Harriman listened to this, smiling and saying nothing. Kamens cleared his throat. "If you two ghouls are through cannibalizing the youth of the land, I've another idea."
"Spill it."
"George, you collect stamps, don't you?"
"Yes."
"How much would a cover be worth which had been to the Moon and been cancelled there?"
"Huh? But you couldn't, you know."
"I think we could get our Moon ship declared a legal post office substation without too much trouble. What would it be worth?"
"Uh, that depends on how rare they are."
"There must be some optimum number which will fetch a maximum return. Can you estimate it?"
Strong got a faraway look in his eye, then took out an old-fashioned pencil and commenced to figure. Harriman went on, "Saul, my minor success in buying a share in the Moon from Jones went to my head. How about selling building lots on the Moon?"
"Let's keep this serious, Delos. You can't do that until you've landed there."
"I am serious. I know you are thinking of that ruling back in the 'forties that such land would have to be staked out and accurately described. I want to sell land on the Moon. You figure out a way to make it legal. I'll sell the whole Moon, if I can-surface rights, mineral rights, anything."
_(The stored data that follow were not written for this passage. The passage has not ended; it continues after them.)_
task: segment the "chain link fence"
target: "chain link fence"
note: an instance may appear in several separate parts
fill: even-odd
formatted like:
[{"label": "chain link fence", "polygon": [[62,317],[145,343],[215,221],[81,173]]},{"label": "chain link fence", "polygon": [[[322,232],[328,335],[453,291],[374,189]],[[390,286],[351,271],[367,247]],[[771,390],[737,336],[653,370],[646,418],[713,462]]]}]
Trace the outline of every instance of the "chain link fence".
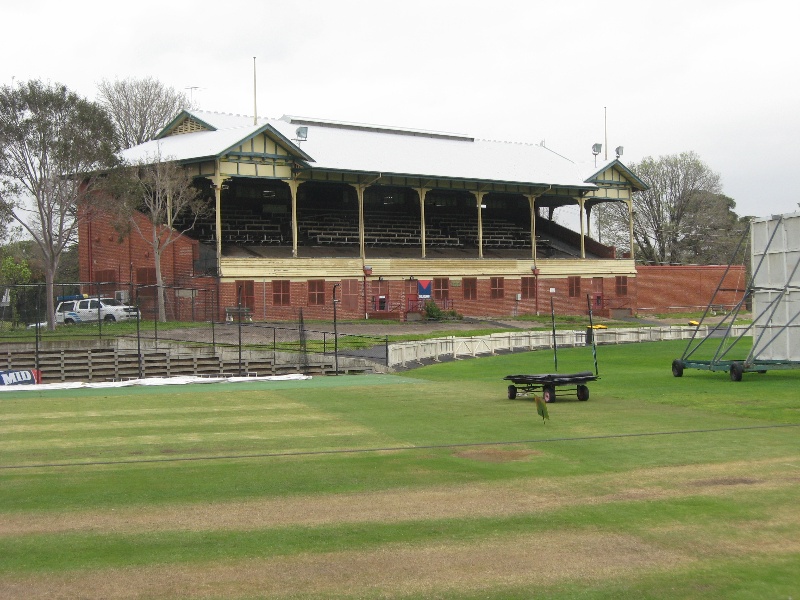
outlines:
[{"label": "chain link fence", "polygon": [[[55,364],[54,355],[62,380],[70,378],[65,370],[73,362],[76,372],[88,363],[89,380],[95,378],[93,364],[102,363],[97,378],[107,380],[165,371],[338,374],[385,367],[388,361],[386,336],[339,334],[335,321],[332,331],[324,323],[309,329],[302,310],[296,323],[252,322],[242,306],[221,310],[216,289],[165,287],[159,299],[153,285],[58,284],[54,327],[47,323],[44,284],[0,290],[0,370],[19,368],[25,363],[21,357],[27,357],[25,368],[39,369]],[[127,366],[119,367],[122,363]]]}]

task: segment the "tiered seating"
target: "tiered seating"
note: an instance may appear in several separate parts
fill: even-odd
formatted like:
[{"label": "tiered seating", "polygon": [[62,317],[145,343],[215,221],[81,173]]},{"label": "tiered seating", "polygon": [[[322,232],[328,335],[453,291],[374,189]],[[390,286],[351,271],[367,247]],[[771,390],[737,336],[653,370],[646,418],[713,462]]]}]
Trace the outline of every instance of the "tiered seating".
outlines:
[{"label": "tiered seating", "polygon": [[[190,221],[187,217],[175,220],[175,228],[183,229]],[[222,243],[249,246],[267,246],[281,244],[284,241],[283,229],[285,219],[280,221],[265,220],[257,210],[249,208],[223,209],[222,211]],[[202,242],[216,241],[216,224],[213,216],[198,219],[189,232]]]},{"label": "tiered seating", "polygon": [[357,246],[358,215],[312,212],[300,216],[298,232],[312,246]]},{"label": "tiered seating", "polygon": [[[364,244],[368,247],[404,247],[422,244],[419,221],[405,213],[364,215]],[[306,213],[300,218],[300,235],[318,246],[352,246],[359,242],[358,216],[353,213]],[[425,231],[429,247],[459,247],[460,240],[440,228]]]},{"label": "tiered seating", "polygon": [[[478,245],[478,222],[461,215],[442,215],[434,223],[458,237],[464,245]],[[530,248],[530,234],[518,225],[503,219],[484,219],[484,248]]]},{"label": "tiered seating", "polygon": [[223,209],[223,244],[267,246],[282,242],[281,223],[266,221],[262,214],[248,208]]},{"label": "tiered seating", "polygon": [[[419,219],[405,213],[376,213],[364,216],[364,241],[369,246],[421,246],[422,229]],[[457,237],[447,235],[441,228],[425,228],[425,245],[451,247],[461,245]]]}]

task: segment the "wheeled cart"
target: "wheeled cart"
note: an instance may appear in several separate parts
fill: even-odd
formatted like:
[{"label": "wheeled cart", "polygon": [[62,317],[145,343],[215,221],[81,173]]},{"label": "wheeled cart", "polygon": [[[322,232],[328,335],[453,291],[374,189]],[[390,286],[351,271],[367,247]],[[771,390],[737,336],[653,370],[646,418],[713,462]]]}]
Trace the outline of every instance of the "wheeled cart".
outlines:
[{"label": "wheeled cart", "polygon": [[540,391],[542,400],[545,402],[556,401],[556,388],[562,387],[567,391],[576,392],[578,400],[586,401],[589,399],[590,381],[596,381],[598,377],[591,371],[580,373],[550,373],[543,375],[506,375],[505,381],[510,381],[508,386],[508,399],[513,400],[517,396],[527,396],[528,394]]}]

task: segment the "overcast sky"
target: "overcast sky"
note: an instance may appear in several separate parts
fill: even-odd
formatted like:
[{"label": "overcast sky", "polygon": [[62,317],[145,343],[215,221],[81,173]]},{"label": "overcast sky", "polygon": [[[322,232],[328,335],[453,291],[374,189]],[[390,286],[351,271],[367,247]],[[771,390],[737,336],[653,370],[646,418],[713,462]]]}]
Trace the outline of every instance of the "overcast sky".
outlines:
[{"label": "overcast sky", "polygon": [[250,115],[255,56],[259,116],[544,141],[586,162],[607,129],[623,162],[695,151],[740,215],[800,202],[789,0],[29,0],[0,14],[0,84],[93,99],[102,79],[153,76]]}]

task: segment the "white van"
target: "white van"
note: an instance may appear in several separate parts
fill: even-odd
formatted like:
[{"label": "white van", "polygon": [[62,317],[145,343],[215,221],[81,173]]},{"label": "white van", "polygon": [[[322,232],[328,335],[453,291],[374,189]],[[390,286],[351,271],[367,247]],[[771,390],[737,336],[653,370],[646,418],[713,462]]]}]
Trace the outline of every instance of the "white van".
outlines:
[{"label": "white van", "polygon": [[91,323],[127,321],[139,318],[139,309],[123,304],[114,298],[83,298],[82,296],[64,299],[56,306],[56,323]]}]

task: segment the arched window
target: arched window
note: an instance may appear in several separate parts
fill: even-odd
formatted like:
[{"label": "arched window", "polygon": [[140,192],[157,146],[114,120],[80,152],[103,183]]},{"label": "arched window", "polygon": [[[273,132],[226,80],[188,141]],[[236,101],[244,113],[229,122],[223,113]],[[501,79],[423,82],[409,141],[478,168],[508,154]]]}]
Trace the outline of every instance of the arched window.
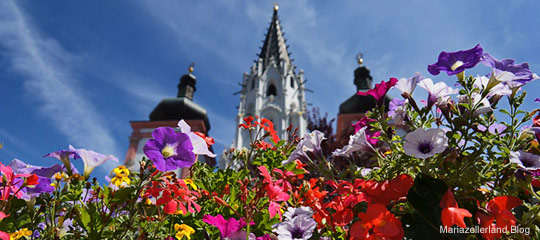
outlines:
[{"label": "arched window", "polygon": [[274,84],[270,84],[270,86],[268,86],[268,89],[266,90],[266,96],[277,96],[277,89],[276,89],[276,86],[274,86]]},{"label": "arched window", "polygon": [[251,79],[251,89],[255,88],[255,78]]},{"label": "arched window", "polygon": [[294,78],[291,78],[291,87],[294,88]]}]

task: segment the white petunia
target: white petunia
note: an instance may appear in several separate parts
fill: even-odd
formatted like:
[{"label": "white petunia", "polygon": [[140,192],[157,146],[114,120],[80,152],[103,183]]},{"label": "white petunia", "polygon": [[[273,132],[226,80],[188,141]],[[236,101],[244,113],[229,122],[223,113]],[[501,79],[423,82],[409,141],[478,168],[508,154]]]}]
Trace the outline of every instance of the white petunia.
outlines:
[{"label": "white petunia", "polygon": [[405,154],[421,159],[443,152],[448,146],[448,138],[442,129],[418,128],[405,136]]}]

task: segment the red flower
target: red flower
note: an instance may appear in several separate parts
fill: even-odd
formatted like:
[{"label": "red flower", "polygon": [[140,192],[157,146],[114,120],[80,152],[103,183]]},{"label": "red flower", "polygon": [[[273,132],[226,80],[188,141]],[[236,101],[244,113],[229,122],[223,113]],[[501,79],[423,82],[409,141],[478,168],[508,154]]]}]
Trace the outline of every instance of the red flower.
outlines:
[{"label": "red flower", "polygon": [[251,125],[251,122],[253,122],[253,117],[252,116],[248,116],[248,117],[245,117],[244,118],[244,122],[246,122],[247,124],[240,124],[238,125],[238,127],[243,127],[243,128],[251,128],[253,125]]},{"label": "red flower", "polygon": [[216,141],[214,141],[213,137],[208,137],[208,136],[204,135],[204,133],[202,133],[202,132],[193,132],[193,133],[195,133],[197,136],[204,139],[204,141],[206,142],[206,145],[208,145],[208,146],[212,146],[212,145],[214,145],[214,143],[216,143]]},{"label": "red flower", "polygon": [[377,182],[375,180],[360,181],[362,192],[367,194],[368,202],[388,205],[405,197],[412,187],[414,180],[407,174],[402,174],[388,181]]},{"label": "red flower", "polygon": [[349,230],[350,239],[398,240],[405,235],[401,221],[382,204],[368,205],[367,211],[359,213],[358,218],[360,221],[353,223]]},{"label": "red flower", "polygon": [[367,92],[358,92],[360,96],[371,95],[377,100],[377,105],[381,106],[384,103],[384,96],[390,88],[392,88],[398,82],[397,78],[390,78],[388,82],[381,81],[381,83],[375,84],[375,88],[369,89]]},{"label": "red flower", "polygon": [[489,200],[486,204],[486,213],[477,211],[476,220],[484,228],[497,228],[499,231],[496,231],[497,234],[484,233],[482,236],[488,240],[497,239],[502,235],[501,231],[510,231],[511,227],[516,225],[516,217],[511,210],[521,204],[523,204],[521,199],[512,196],[500,196]]},{"label": "red flower", "polygon": [[458,208],[458,203],[454,199],[454,194],[448,189],[439,203],[443,209],[441,212],[441,221],[443,226],[449,228],[454,225],[466,228],[464,218],[472,217],[472,214],[467,209]]},{"label": "red flower", "polygon": [[163,177],[160,181],[153,181],[143,193],[143,198],[149,197],[156,199],[156,205],[163,205],[163,211],[167,214],[201,211],[201,207],[195,202],[198,193],[189,190],[184,181],[176,178],[169,181],[167,177]]},{"label": "red flower", "polygon": [[533,119],[533,126],[534,127],[540,127],[540,113],[536,115]]},{"label": "red flower", "polygon": [[7,200],[10,195],[15,194],[16,198],[22,197],[21,189],[26,186],[38,184],[38,176],[35,174],[21,173],[14,174],[10,166],[0,163],[0,200]]}]

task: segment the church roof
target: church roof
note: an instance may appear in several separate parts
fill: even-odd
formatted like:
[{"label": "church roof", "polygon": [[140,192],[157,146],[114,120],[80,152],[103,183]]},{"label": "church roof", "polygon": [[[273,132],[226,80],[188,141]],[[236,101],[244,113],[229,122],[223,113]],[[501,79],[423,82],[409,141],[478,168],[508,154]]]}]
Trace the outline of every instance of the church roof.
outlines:
[{"label": "church roof", "polygon": [[[371,89],[372,80],[373,78],[371,77],[369,69],[366,66],[360,65],[354,71],[354,85],[356,85],[356,92]],[[385,109],[388,109],[388,105],[391,100],[392,99],[390,99],[388,96],[384,98],[384,104],[386,106]],[[373,109],[375,106],[377,106],[377,102],[372,96],[360,96],[354,94],[339,105],[339,113],[365,113]]]},{"label": "church roof", "polygon": [[268,66],[275,59],[277,66],[281,63],[291,64],[290,54],[287,51],[286,40],[283,37],[283,28],[279,22],[278,7],[274,6],[274,14],[268,32],[266,33],[259,58],[263,60],[263,66]]},{"label": "church roof", "polygon": [[210,130],[210,121],[206,110],[193,102],[196,80],[191,73],[184,74],[178,84],[176,98],[165,98],[150,113],[150,121],[167,120],[203,120],[206,130]]}]

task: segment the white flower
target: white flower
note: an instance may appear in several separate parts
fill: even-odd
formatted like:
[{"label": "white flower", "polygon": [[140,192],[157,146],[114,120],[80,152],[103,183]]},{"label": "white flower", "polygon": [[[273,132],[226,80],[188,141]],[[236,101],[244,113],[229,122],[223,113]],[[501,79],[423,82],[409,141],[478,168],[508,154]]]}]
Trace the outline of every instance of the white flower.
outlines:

"Suppose they want to occupy it?"
"Fine. The more the merrier. I'd like to point out, too, that we'll be in a position to assess taxes on what we have sold. If they don't use it and won't pay taxes, it reverts to us. Now you figure out how to offer it, without going to jail. You may have to advertise it abroad, then plan to peddle it personally in this country, like Irish Sweepstakes tickets."
Kamens looked thoughtful. "We could incorporate the land company in Panama and advertise by video and radio from Mexico. Do you really think you can sell the stuff?"
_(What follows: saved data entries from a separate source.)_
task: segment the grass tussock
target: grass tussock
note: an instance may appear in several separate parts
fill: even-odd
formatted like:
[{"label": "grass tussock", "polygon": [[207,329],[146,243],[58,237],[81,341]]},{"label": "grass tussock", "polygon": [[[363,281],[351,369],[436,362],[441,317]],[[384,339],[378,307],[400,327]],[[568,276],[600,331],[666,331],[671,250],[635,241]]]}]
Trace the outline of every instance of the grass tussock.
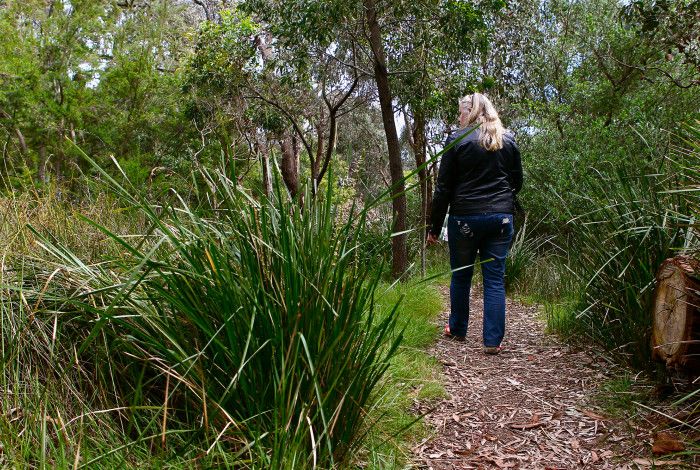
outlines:
[{"label": "grass tussock", "polygon": [[32,226],[61,243],[84,260],[96,262],[118,253],[108,237],[84,219],[124,237],[144,233],[145,220],[107,192],[83,200],[67,198],[56,188],[42,192],[9,193],[0,198],[0,242],[8,264],[38,254]]},{"label": "grass tussock", "polygon": [[396,294],[377,303],[381,266],[356,259],[363,212],[336,223],[330,195],[302,210],[207,177],[214,207],[153,206],[112,180],[144,230],[84,218],[114,247],[99,261],[54,219],[23,234],[34,256],[3,283],[8,462],[130,466],[157,450],[163,466],[342,467],[382,421],[372,410],[396,409],[394,378],[427,374],[392,359],[426,344],[438,303],[399,324]]},{"label": "grass tussock", "polygon": [[377,426],[370,435],[366,464],[374,469],[406,468],[410,449],[428,430],[411,411],[415,400],[435,400],[445,394],[440,364],[426,349],[438,336],[435,320],[443,299],[434,283],[408,282],[380,285],[380,311],[398,303],[396,312],[403,341],[387,371],[386,387],[371,417]]},{"label": "grass tussock", "polygon": [[650,366],[656,270],[681,252],[697,255],[700,246],[700,130],[687,127],[675,140],[657,160],[601,164],[576,192],[554,194],[568,222],[551,249],[524,250],[534,254],[517,286],[544,304],[550,329],[593,340],[642,368]]}]

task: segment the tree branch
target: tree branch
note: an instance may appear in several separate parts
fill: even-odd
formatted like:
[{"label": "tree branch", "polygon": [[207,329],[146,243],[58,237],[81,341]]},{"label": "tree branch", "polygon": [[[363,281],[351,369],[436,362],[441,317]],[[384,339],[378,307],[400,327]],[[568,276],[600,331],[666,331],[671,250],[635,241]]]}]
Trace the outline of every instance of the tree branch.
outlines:
[{"label": "tree branch", "polygon": [[309,154],[310,158],[313,158],[313,149],[311,147],[311,144],[306,140],[306,137],[304,137],[304,131],[302,131],[301,127],[297,123],[296,119],[294,119],[294,116],[291,115],[289,111],[284,109],[279,103],[270,100],[268,98],[265,98],[259,91],[255,90],[254,88],[250,88],[250,90],[255,94],[255,98],[258,98],[265,103],[269,104],[270,106],[273,106],[274,108],[278,109],[282,114],[285,115],[285,117],[289,120],[289,122],[292,124],[292,127],[294,128],[294,131],[297,133],[299,136],[299,139],[301,140],[301,143],[304,145],[304,148],[306,149],[306,152]]}]

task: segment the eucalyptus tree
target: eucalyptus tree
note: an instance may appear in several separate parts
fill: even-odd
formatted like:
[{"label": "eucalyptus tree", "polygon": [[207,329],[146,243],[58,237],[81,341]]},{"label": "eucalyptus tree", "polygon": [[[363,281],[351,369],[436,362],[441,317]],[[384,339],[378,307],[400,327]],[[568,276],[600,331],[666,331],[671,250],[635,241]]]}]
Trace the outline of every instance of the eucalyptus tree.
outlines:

"You can sell snowballs in Greenland," put in Montgomery. "It's a matter of promotion."
Harriman added, "Did you ever read about the Florida land boom, Saul? People bought lots they had never seen and sold them at tripled prices without ever having laid eyes on them. Sometimes a parcel would change hands a dozen times before anyone got around to finding out that the stuff was ten-foot deep in water. We can offer bargains better than that-an acre, a guaranteed dry acre with plenty of sunshine, for maybe ten dollars-or a thousand acres at a dollar an acre. Who's going to turn down a bargain like that? Particularly after the rumor gets around that the Moon is believed to be loaded with uranium?"
"Is it?"
"How should I know? When the boom sags a little we will announce the selected location of Luna City-and it will just happen to work out that the land around the site is still available for sale. Don't worry, Saul, if it's real estate, George and I can sell it. Why, down in the Ozarks, where the land stands on edge, we used to sell both sides of the same acre." Harriman looked thoughtful. "I think we'll reserve mineral rights-there just might actually be uranium there!"
Kamens chuckled. "Delos, you are a kid at heart. Just a great big, overgrown, lovable-juvenile delinquent."
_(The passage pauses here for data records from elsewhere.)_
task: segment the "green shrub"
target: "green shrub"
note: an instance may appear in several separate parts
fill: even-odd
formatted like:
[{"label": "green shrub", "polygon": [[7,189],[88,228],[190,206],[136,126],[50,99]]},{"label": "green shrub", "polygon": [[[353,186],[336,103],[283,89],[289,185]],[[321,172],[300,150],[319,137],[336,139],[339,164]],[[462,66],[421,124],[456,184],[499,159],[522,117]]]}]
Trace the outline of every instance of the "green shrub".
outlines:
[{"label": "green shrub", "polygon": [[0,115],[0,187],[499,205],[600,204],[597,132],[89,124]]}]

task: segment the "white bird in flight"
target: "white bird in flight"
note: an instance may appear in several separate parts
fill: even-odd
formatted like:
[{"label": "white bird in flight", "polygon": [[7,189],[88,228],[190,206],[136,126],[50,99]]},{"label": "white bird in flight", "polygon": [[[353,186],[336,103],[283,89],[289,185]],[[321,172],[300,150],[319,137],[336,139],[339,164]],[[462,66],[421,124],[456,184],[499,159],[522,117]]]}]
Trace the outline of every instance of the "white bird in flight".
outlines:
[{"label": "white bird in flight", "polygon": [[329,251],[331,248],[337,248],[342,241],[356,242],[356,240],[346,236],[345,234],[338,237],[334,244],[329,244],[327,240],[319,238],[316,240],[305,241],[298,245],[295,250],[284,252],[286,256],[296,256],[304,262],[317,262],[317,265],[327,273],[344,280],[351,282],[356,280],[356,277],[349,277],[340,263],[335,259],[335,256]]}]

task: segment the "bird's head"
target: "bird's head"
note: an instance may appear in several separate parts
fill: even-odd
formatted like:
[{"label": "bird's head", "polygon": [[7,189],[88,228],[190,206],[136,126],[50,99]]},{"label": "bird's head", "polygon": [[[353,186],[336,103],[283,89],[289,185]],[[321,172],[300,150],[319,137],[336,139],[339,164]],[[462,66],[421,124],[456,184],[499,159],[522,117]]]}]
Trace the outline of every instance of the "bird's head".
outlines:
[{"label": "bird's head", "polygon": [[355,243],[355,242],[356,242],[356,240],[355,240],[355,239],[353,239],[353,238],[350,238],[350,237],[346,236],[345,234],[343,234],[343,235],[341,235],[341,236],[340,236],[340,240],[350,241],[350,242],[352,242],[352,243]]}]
Strong straightened up. "I make it half a million," he said.
"Half a million what?" asked Harriman.
"For the cancelled philatelic covers, of course. That's what we were talking about. Five thousand is my best estimate of the number that could be placed with serious collectors and with dealers. Even then we will have to discount them to a syndicate and hold back until the ship is built and the trip looks like a probability."
"Okay," agreed Harriman. "You handle it. I'll just note that we can tap you for an extra half million toward the end."
"Don't I get a commission?" asked Kamens. "I thought of it."
"You get a rising vote of thanks-and ten acres on the Moon. Now what other sources of revenue can we hit?"
"Don't you plan to sell stock?" asked Kamens.